Chaque année, le continent africain perd des centaines de milliards de dollars à cause de pratiques financières opaques. L’Algérie se trouve parmi les pays africains les moins bien notés en la matière. C’est ce que révèle la dernière édition de l’Indice d’opacité financière mondiale, publiée le 3 juin 2025 par l’ONG britannique Tax Justice Network.
Contrairement aux classements traditionnels de corruption, cet indice évalue la facilité de réaliser des transactions financières cachées et l’ampleur des services financiers utilisés pour ces pratiques. L’Algérie, bien que ses services financiers soient modestes (336,5 millions de dollars), manque cruellement de mécanismes efficaces pour garantir la transparence. Conséquence : elle se classe au 33e rang mondial de l’indice, ce qui la positionne comme la moins performante parmi les pays africains analysés.

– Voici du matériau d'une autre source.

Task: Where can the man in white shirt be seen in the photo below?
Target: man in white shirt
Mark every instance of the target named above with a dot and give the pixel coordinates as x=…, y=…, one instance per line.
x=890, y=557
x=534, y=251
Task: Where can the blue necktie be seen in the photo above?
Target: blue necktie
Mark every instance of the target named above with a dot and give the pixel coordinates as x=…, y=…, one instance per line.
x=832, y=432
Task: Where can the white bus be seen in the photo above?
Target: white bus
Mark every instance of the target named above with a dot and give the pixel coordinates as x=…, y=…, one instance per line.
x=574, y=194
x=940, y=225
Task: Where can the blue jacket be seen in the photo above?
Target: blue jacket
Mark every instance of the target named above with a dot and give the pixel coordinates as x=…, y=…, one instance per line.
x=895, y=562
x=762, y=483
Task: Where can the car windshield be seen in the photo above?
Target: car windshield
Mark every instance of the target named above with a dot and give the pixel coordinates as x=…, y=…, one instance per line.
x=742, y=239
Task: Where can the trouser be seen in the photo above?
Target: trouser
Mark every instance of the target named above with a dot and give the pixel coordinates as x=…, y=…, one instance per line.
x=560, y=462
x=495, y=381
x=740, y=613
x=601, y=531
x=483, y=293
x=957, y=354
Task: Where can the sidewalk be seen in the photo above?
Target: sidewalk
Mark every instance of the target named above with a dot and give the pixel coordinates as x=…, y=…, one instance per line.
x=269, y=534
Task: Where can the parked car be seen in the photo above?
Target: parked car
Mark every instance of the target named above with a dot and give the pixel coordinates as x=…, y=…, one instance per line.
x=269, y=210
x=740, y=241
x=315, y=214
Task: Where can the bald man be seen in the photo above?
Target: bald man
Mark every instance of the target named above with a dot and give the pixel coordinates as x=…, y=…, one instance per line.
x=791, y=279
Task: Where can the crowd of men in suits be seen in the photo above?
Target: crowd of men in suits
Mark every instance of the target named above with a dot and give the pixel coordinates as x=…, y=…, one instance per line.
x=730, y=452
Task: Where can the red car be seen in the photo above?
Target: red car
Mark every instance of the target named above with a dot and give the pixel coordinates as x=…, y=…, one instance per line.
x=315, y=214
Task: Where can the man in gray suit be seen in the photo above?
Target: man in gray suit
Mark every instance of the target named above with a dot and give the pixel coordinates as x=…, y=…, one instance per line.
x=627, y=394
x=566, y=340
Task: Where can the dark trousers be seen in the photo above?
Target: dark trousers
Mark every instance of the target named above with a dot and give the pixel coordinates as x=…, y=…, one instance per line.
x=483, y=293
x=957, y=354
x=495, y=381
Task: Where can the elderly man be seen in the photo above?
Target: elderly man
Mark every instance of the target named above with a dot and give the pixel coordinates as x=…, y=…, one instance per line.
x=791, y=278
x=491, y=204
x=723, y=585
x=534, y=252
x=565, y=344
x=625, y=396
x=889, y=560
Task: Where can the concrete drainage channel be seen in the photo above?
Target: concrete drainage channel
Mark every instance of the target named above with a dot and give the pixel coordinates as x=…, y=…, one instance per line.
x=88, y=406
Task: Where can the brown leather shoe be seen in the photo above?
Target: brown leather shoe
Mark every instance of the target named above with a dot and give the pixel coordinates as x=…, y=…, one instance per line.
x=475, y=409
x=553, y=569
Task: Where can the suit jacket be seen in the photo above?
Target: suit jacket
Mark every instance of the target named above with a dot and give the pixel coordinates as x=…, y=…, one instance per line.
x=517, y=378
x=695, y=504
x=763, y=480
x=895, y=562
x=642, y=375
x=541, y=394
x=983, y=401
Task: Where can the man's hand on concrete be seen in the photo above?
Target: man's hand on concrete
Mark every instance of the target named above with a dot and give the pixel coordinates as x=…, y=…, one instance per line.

L’Afrique face aux flux financiers illicites : Un rôle limité mais des pertes colossales
De manière générale, les pays africains jouent un rôle relativement limité dans l’opacité financière mondiale. Le gros du problème provient plutôt des grandes puissances économiques. Cependant, les pertes subies par l’Afrique restent astronomiques. Kevin Chika Urama, économiste en chef de la BAD, cité par l’agence Ecofin a rappelé que le continent perd jusqu’à 513 milliards de dollars chaque année à cause de ces flux financiers opaques.
Alors que l’Algérie doit améliorer sa transparence, d’autres nations africaines montrent la voie. Le Botswana, par exemple, est salué pour ses efforts. Il se classe premier en Afrique et 11e au niveau mondial, démontrant sa capacité à limiter les abus financiers tout en développant un secteur financier sain. Le Rwanda (118e mondial) et la Gambie (117e mondial) suivent également de près. Le Ghana, bien que doté de bonnes lois, voit sa position impactée par le volume de ses services financiers internationaux (1,34 milliard de dollars).
Les véritables bastions de l’opacité financière
L’indice pointe du doigt les véritables facilitateurs de ces flux opaques. Les États-Unis, le Royaume-Uni, le Luxembourg, Singapour et l’Allemagne figurent en tête de liste. La Suisse, Hong-Kong, la France et l’Irlande du Nord suivent de près. Ces pays, tout en renforçant la transparence en interne, se montrent moins stricts face aux capitaux illicites provenant d’autres régions du monde, notamment de l’Afrique.
Moran Hariri, directrice adjointe de Tax Justice Network, dénonce cette hypocrisie : « Les règles sont appliquées à domicile, mais contournées à l’étranger. Les pays de l’UE répriment la fraude fiscale chez eux tout en fermant les yeux lorsqu’elle vient d’ailleurs. » L’indice critique sévèrement les États-Unis, accusés d’avoir bloqué les réformes visant à une coopération fiscale mondiale plus juste. Alex Cobham, directeur de Tax Justice Network, affirme : « La démocratie américaine est capturée par les milliardaires, les fraudeurs fiscaux et les blanchisseurs d’argent. »
Vers une plus grande transparence pour protéger des pays comme l’Algérie
L’Indice d’opacité financière, mis à jour tous les deux ans, évalue les pays sur 20 indicateurs clés, incluant la transparence des entreprises, la régulation fiscale et financière, et la coopération internationale. En mettant en lumière ces zones grises, l’indice vise à encourager les réformes nécessaires pour protéger les pays vulnérables, dont l’Algérie, contre la fuite massive de leurs ressources. L’objectif est clair : garantir une plus grande justice financière mondiale.